Regulatory pressure in applicable jurisdictions. The EU Digital Markets Act, Singapore’s MAS digital identity framework, and UAE VARA regulations are all moving toward frameworks that will address digital identity protection in Web3 contexts. None explicitly cover @Names yet, but the regulatory direction is clear. IP counsel in affected jurisdictions have a window to engage regulators, submit comments, and shape frameworks before they calcify. Regulatory pressure is a slow-burn tool — unavailable for an incident that happened this quarter, but essential for counsel building a multi-year enforcement strategy.

The Enforcement Hierarchy Has Inverted

In Web2, legal action was the fast path and market acquisition was the last resort. In the TON ecosystem, market acquisition is the fast path — often completable in days through Fragment’s escrow-native transaction system — and legal action is the long path with no guaranteed terminus.

This inversion has a direct implication for legal department workflow. Brand protection managers who have been waiting for a regulatory framework to mature before advising acquisition are not managing risk conservatively. They are accumulating it. Every day a brand-adjacent @Name sits in speculative hands at current Fragment prices is a day closer to the price appreciation that makes compliant acquisition prohibitively expensive for a legal department budget line.
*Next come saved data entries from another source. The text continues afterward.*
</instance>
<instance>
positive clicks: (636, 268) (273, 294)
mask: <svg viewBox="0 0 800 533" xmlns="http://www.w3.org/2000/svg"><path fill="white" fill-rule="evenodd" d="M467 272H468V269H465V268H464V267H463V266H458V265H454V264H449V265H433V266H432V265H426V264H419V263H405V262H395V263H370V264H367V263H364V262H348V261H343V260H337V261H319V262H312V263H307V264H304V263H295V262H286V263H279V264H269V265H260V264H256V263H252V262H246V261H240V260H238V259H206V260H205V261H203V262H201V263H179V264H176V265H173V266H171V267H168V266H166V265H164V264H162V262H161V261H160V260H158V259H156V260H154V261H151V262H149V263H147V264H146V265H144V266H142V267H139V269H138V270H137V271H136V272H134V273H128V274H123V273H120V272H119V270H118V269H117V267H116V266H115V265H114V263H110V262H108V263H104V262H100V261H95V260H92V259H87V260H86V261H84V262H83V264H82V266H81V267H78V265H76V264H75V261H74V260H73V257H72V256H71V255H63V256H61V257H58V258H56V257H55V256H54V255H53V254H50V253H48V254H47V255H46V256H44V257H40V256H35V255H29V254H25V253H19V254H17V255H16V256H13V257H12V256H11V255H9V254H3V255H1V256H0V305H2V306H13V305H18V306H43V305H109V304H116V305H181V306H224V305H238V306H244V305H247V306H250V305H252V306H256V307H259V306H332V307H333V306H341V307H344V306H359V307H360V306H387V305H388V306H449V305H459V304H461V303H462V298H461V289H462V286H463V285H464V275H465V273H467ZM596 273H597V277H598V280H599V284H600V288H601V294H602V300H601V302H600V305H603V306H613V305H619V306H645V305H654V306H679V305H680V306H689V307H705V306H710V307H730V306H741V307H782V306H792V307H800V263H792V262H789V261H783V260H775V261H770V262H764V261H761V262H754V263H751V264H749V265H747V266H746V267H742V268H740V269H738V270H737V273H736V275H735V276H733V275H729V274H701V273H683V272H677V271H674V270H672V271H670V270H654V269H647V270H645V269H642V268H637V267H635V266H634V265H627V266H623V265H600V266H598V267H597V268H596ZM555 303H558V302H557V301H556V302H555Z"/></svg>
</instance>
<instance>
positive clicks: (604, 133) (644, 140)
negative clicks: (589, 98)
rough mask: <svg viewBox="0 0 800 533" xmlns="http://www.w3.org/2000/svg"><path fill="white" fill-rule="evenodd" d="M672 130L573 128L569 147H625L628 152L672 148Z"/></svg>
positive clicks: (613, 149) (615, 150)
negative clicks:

The @Name market does not pause for regulatory certainty. The frameworks under development will not retroactively address the ownership gap. IP counsel who treat early acquisition as a procurement question — rather than an enforcement question — are the ones who resolve this cleanly. The ones waiting for UDRP to develop TON jurisdiction, or for ICANN to extend its mandate to the TON namespace, are waiting for infrastructure that is not being built.

The Actionable Posture for IP Counsel

A complete Web3 IP enforcement posture for 2026 starts with a structured exposure assessment: identify every brand-adjacent @Name currently listed on Fragment, obtain current asking prices, run a trademark clearance check on each, and build the acquisition case for the board with the cost comparison between market-rate purchase and incident response. The math is not close. A six-figure @Name acquisition is a budget line. A regulatory incident driven by a fake @Name channel targeting customers is a board-level crisis.

Execute a clean voluntary acquisition before speculative premium compounds further. DMCA is dead for this asset class. UDRP has no reach here. ICANN arbitration stops at the edge of the domain name system it administers. The enforcement tools that have worked for twenty years do not work in the TON ecosystem, and building a strategy around the assumption that they will is the single most common mistake IP counsel are making in the Fragment economy today.

The window for early acquisition exists. It will not stay open indefinitely.